Thanks again, @mufeili

But which is the specific code snippet to update node representations of new unseen graphs with the GNN model?

But before this what is the code to extract the edge specific embeddings that I need to calculate the edge especific similarity between two nodes? Right now I just know: feats_node_1 = g.ndata['feats'][1], which isn`t edge specific.

It’s the code part of all this what I’m missing, but I understand the process.

But which is the specific code snippet to update node representations of new unseen graphs with the GNN model?

h = self.sage(g, x)

But before this what is the code to extract the edge specific embeddings that I need to calculate the edge especific similarity between two nodes? Right now I just know: feats_node_1 = g.ndata['feats'][1] , which isn`t edge specific.

self.etype_project[etype](h['ent'])

is edge-type specific.

But this “self” code must be used inside a function inside my model class, right? It is not the code I should use directly with a new graph, or is it? I mean, I cannot use h = self.sage(g, x) in, lets say, a new Colab cell. Am i wrong?

Assume you have a trained model that you want to apply, you will need to save the learned model parameters, which can be used later. See this PyTorch tutorial.

Yes, I know this. What I mean is that even though it is a just trained model or a saved one, the self.something statement cannot be used outside the class definition, right?

I mean, lets say I have a graph ‘g’ like the ones I told you. If a wanted to pass it through the sage method, shouldn’t I do something like model.sage(g, x) instead of self.sage(g, x), which I think is only used when creating the class, right? Same with self.etypeproject.
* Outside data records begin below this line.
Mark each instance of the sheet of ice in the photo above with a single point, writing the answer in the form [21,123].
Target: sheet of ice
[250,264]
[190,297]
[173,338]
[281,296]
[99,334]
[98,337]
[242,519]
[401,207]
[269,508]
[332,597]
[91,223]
Maybe Im wrong, sorry in that case.

I mean, how can I, once I have already trained, saved and loaded my model, apply it and the two previous snippets (or something similar) to a new graph? Its the ‘self’ part what confuses me when I try to use it directly with a graph.

Thanks again.

Yes, I know this. What I mean is that even though it is a just trained model or a saved one, the self.something statement cannot be used outside the class definition, right?

No, you can do

model = Model(...)
model.sage(...)

Perfect. Thanks!!

Same with model.etype_project(…), right?

And I dont need to add the self.sage part again or anything else in the class definion, right?